Today I have Hannah Capin on the blog to talk about her new book, out next Tuesday, called Foul Is Fair. I reviewed it a while back, so if you're looking for a recap or to learn more about the book, you can find that here. I also ask questions about her last book Dead Queen's Club and you can find that review here. Beyond that, enjoy my interview with Hannah! 

1) Your book has a very interesting tone. Jade's emotional state at the start of the book really comes out in the tone and the way Jade tells her story. Did that voice come to you from the start or was it something you had to cultivate?
The voice is usually the first thing that comes to me when I’m working on a new project, and FOUL IS FAIR was no exception! The very first bit I wrote wasn’t an outline or a character sketch: it was a scene, written in full, and it started with the line “Sweet sixteen is when the claws come out.” That’s still the first line of the book, and in fact the entire first chapter is almost unchanged from the scene I wrote late one evening in a coffee shop.
2) Both of your books revolve around murder, but they always have a twist and a deep layer of revenge with them. Would you ever consider writing a more straightforward murder mystery or thriller, or are these elements just things that sneak into the other story ideas you have?
Never say never! I plan to write for the rest of my life, and I won’t limit myself to any genre. But revenge is a theme I love to explore—especially through other themes like sisterhood, power dynamics, and what it means to be a teenage girl.

3) I did want to ask you a question about Dead Queen's Club because I'm still obsessed with the idea of a modernized, high school King Henry VIII historical retelling. Where did that idea stem from? Were you a major European history fan or just intrigued by the story? Was it difficult to balance using pieces from the source material and taking your own liberties since your story is so distant from the history? Was it easier or more difficult to head into Foul Is Fair with a completely original story? 

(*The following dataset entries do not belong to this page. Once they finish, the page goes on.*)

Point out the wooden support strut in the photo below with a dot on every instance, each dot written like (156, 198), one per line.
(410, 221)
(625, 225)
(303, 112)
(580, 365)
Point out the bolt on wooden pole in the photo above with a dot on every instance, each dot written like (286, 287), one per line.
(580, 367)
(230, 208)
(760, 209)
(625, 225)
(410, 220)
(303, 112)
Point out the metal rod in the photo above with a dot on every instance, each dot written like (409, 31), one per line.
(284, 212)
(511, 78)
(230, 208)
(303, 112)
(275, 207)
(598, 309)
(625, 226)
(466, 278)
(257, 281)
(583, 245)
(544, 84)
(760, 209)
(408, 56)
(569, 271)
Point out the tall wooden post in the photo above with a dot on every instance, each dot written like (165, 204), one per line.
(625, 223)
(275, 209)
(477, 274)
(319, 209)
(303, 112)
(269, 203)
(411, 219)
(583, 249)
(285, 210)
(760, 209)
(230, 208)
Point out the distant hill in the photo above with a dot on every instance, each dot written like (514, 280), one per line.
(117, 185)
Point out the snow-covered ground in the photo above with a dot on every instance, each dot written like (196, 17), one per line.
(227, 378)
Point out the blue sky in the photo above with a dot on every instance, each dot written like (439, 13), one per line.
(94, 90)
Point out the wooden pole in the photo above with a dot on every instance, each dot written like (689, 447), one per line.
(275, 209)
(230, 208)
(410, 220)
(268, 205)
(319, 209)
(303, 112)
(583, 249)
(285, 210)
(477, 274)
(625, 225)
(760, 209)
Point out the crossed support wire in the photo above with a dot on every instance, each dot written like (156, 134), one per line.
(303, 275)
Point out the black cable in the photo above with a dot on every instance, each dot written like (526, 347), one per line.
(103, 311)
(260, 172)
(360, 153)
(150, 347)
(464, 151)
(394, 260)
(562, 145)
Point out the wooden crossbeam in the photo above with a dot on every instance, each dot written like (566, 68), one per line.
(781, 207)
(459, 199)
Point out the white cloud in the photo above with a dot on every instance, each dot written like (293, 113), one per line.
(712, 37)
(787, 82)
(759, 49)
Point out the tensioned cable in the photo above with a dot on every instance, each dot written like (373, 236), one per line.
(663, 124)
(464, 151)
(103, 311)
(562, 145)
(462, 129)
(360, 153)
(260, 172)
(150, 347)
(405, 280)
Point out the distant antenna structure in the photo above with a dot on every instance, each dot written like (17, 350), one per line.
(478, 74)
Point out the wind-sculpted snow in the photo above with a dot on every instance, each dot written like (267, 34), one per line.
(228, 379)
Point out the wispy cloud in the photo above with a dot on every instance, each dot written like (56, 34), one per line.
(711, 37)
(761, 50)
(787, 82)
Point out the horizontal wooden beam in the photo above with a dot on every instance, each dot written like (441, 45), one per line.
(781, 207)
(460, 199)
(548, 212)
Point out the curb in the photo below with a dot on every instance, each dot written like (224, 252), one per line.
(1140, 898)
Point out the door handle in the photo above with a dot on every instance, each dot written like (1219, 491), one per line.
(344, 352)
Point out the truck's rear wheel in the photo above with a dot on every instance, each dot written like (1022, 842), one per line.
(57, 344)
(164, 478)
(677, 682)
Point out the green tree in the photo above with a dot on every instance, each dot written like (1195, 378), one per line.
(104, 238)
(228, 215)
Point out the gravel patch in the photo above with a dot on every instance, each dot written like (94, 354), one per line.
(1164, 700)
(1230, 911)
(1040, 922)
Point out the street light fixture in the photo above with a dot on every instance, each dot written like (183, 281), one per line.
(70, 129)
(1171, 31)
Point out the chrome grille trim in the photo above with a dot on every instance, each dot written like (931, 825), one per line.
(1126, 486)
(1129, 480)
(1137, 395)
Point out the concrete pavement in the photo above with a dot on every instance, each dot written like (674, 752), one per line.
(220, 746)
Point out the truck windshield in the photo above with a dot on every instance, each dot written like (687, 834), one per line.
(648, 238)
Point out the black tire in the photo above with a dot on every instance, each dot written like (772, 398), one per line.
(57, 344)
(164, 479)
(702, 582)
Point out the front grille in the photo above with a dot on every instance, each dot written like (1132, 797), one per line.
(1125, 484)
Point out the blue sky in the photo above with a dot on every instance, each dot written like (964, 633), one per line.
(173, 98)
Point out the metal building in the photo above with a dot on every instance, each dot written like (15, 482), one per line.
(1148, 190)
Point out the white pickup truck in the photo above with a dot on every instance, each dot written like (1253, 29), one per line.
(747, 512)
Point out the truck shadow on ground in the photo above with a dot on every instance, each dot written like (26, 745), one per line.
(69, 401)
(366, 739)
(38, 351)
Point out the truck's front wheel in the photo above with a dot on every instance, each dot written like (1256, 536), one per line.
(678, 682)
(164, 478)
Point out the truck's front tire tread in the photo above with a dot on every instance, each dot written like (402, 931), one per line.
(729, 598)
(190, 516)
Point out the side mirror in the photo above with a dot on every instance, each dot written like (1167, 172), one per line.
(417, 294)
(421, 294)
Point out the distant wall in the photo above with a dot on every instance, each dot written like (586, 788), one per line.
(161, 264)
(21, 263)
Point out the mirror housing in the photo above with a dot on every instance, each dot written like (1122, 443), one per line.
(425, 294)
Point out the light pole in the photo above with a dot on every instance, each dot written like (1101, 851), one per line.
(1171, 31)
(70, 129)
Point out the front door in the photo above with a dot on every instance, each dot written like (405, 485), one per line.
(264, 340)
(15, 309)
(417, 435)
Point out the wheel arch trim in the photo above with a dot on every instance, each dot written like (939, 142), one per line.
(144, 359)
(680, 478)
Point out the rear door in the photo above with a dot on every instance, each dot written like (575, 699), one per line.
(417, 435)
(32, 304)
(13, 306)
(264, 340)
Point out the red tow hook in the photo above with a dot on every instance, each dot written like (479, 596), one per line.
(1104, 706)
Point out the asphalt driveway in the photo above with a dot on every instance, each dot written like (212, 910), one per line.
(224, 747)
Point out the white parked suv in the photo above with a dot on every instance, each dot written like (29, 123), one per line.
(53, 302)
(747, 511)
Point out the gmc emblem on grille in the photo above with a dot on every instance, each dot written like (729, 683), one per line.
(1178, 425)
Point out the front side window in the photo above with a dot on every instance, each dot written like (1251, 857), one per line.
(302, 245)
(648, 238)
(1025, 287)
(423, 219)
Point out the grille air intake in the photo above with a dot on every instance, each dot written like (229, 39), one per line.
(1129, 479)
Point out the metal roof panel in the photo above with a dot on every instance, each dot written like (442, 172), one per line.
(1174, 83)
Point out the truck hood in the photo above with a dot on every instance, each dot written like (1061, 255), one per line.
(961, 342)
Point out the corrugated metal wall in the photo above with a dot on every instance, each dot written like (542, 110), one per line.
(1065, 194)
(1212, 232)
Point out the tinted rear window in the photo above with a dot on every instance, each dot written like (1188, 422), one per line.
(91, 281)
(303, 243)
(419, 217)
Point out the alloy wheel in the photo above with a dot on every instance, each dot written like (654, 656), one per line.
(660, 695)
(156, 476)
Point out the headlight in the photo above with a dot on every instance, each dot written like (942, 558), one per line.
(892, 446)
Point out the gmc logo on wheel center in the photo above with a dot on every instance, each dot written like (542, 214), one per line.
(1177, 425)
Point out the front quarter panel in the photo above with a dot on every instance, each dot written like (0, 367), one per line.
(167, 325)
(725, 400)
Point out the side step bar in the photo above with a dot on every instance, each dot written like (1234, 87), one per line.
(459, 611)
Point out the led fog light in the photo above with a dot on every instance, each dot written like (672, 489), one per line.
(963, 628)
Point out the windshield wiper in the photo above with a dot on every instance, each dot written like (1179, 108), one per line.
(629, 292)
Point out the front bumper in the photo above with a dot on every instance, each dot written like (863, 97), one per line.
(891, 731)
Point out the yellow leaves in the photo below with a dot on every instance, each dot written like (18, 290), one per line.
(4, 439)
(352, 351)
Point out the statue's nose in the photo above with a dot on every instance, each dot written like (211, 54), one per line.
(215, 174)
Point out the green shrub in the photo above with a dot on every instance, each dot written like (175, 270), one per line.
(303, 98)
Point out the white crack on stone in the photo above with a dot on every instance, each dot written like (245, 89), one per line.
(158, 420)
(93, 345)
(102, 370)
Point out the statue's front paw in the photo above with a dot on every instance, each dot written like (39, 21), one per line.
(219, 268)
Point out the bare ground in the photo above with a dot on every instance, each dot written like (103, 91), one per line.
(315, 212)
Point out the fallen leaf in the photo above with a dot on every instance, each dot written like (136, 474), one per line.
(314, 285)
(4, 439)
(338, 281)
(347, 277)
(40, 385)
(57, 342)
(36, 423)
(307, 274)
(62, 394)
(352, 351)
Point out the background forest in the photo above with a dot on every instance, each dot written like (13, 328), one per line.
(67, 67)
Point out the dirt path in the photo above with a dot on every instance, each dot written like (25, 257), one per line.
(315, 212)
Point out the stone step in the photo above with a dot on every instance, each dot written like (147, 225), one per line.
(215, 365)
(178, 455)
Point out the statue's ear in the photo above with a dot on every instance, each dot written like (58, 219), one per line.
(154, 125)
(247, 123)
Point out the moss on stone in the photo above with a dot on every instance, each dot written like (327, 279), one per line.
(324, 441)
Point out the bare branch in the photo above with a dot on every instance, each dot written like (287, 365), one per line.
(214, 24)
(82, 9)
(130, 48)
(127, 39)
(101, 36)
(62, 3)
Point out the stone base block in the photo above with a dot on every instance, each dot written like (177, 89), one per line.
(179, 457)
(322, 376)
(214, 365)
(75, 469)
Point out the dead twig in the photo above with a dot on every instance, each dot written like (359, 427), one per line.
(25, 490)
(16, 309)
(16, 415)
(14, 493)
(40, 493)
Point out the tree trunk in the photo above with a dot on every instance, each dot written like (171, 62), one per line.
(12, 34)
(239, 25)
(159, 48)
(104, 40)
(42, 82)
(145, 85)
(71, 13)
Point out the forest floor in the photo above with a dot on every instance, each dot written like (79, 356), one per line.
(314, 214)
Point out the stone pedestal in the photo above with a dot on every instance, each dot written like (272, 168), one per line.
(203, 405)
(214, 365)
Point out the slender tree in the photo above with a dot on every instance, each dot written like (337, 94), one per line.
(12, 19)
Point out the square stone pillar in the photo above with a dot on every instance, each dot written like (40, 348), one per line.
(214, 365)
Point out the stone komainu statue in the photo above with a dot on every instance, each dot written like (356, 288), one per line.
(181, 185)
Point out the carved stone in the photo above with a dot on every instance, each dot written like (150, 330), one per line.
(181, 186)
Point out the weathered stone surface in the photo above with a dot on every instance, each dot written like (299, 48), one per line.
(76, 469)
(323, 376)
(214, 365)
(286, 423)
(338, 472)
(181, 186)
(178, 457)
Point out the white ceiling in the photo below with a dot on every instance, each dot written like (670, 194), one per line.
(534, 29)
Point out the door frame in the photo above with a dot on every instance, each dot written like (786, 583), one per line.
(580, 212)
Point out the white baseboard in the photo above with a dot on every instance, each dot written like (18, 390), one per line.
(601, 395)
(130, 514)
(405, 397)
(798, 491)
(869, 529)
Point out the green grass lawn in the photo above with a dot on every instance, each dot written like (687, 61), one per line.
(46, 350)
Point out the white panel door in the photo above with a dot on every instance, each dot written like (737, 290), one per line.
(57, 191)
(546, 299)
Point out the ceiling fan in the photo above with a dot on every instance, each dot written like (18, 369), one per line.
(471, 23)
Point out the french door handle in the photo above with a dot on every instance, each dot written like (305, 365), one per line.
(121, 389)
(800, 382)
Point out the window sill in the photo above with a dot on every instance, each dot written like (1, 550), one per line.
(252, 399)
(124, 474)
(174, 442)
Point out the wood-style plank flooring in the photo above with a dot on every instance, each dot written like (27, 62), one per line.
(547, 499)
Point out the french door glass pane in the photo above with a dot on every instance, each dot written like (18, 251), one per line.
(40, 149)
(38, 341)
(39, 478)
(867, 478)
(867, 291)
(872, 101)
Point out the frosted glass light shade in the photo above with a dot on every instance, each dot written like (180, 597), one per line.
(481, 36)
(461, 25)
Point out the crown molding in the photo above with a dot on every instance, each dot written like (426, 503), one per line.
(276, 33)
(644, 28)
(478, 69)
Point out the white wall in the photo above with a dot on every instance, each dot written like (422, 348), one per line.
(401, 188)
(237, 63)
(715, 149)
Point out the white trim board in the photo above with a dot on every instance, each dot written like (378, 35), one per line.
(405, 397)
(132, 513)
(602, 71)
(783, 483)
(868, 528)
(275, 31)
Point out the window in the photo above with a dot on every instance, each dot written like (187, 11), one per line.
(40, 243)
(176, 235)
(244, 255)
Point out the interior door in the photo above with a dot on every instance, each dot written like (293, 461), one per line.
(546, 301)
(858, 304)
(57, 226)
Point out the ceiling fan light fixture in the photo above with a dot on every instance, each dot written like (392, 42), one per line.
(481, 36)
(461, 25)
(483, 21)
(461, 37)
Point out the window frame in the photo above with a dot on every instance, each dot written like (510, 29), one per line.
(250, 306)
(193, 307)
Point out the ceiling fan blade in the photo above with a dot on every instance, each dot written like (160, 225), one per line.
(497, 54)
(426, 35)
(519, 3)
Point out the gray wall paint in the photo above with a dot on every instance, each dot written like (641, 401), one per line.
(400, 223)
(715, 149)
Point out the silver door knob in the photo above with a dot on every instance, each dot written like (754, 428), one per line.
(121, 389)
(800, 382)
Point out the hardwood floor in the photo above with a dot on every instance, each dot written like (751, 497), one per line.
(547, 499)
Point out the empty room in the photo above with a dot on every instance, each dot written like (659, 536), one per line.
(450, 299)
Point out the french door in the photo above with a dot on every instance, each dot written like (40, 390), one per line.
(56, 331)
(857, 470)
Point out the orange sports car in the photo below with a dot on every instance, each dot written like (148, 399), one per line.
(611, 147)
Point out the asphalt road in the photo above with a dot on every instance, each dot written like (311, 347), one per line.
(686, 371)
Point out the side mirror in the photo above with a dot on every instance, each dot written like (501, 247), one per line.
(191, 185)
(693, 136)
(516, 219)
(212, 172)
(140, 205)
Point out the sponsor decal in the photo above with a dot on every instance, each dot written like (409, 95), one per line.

I’ve been obsessed with the six wives, and especially Katheryn Howard, since I read a novel about Elizabeth I when I was in middle school. As an adult, having read a lot more about the Tudor era—from highly fictionalized books to dense biographies—my love for Katheryn Howard continued, and I found myself wanting to change the narrative about her. The rest of the wives have been more or less rehabilitated in the eyes of both academia and pop culture, but Katheryn Howard still gets written off as having “had it coming”—there’s a well-respected biographer who refers to her as “empty-headed” and a “wanton floozy.” She was a teenage girl flung into a situation in which she was doomed from the start, and every contemporary source suggests she took her role as queen very seriously and was also just a delightful, generous, earnest person. I set out writing THE DEAD QUEENS CLUB to challenge the narrative on Katheryn Howard and to deconstruct the cultural norms that allow us to keep slut-shaming and victim-blaming a teenage girl who was murdered 500 years ago.
In terms of balancing history and taking liberties, it was sometimes challenging since I didn’t want to leave anything out—but it was fun figuring out how to translate one world into another, and how to sneak nods to historical detail into the book without disrupting the narrative for readers who weren’t as familiar with the era. (For example, I fit all six queens’ mottos, as well as Henry VIII’s motto, into the text!)
Every book is different, and FOUL IS FAIR was definitely more straightforward from a plotting perspective. It’s also a much shorter book: it’s just under 80,000 words, while THE DEAD QUEENS CLUB is nearly 100,000—quite long for a YA contemporary.